Ce que je retiens de ce conseil, c’est que le système éducatif devient un grand n’importe quoi, avec toujours plus d’exigence pour les profs et les établissements et de moins en moins pour les élèves. Je pense à cette expression « la montagne qui accouche d’une souris » et me dis que c’est exactement vers ce quoi nous allons. Je note une méconnaissance à peu près totale de la réalité du terrain de la part de ceux qui décident et ça devient préoccupant. Je ne sais pas exactement d’où vient le mal mais je sais que ce qui a fait beaucoup de mal, c’est cette lumineuse idée de J. Lang d’avoir quatre vingt pour cent d’une classe d’âge avec le bac. C’était une belle connerie et c’est toujours une belle connerie car cela mène automatiquement à niveler vers le bas. Nous aurons beau appeler bac un diplôme ce n’est pas pour autant que les élèves qui suivront la formation se découvriront tout à coup le potentiel pour le décrocher. A moins de baisser le niveau ou, pour être plus politiquement correct « adapter nos exigences ». Et c’est bien ce qui se passe et ce depuis des années. Nous en sommes arrivés à un point où la hiérarchie nous demande d’obtenir des résultats conformes à une courbe de Gauss. Nous en avons tout le loisir puisque de plus en plus, nous sommes à la fois juge et partie : nous organisons les examens, à faire passer quand nous jugeons que l’élève est prêt, et nous notons nos propres élèves. Je ne sais pas mais il me semble que le système marche un peu sur la tête.
Mais
je digresse… Bref, après cette longue mais néanmoins intéressante
séance de conseil, j’étais de retour chez moi à vingt et une heures
trente, lessivé. Plus envie de faire grand-chose, sinon traîner un peu
sur le net, sur mon nouveau site préféré livreduvisage.com.

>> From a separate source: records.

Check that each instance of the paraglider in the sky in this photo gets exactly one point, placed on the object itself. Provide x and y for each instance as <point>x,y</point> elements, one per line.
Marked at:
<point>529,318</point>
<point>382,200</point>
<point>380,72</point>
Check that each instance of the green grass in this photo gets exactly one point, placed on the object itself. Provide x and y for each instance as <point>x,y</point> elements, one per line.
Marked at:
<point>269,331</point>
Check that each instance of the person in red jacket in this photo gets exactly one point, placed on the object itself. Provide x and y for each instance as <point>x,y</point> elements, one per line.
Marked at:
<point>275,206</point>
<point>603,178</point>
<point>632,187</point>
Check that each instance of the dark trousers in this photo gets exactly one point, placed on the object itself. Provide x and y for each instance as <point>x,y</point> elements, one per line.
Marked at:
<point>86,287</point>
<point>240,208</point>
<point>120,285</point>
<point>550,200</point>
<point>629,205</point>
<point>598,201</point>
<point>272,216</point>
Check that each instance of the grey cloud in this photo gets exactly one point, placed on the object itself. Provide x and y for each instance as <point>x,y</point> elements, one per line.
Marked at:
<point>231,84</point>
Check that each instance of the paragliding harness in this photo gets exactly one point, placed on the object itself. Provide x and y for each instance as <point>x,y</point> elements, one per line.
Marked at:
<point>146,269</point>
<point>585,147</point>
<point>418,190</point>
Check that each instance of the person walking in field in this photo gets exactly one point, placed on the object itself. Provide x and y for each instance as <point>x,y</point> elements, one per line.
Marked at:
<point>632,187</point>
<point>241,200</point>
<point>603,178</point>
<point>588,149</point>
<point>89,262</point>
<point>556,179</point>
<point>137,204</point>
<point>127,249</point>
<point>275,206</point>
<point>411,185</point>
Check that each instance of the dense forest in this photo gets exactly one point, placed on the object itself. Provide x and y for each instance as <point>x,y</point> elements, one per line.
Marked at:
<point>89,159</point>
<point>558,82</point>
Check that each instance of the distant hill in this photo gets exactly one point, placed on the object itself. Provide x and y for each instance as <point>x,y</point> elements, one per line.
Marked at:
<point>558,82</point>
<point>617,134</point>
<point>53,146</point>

Quelques
clics sur mytik mais décidemment, cela ne doit pas être la bonne
période puisqu’une fois encore, je fais chou blanc. Dégoûté, je vais me
coucher pour commencer « Women » de Bukowsky. Prenant. L’influence de
John Fante me semble évidente mais je me trompe peut-être.
Puisque je ne me suis pas couché trop tard, je me suis levé tôt. J’ai pas mal de choses à faire aujourd’hui avant le concert de ce soir. Et notamment téléphoner à l’agence pour le loyer puisque je n’ai pas encore reçu la facture alors que la date butoir de paiement est le dix.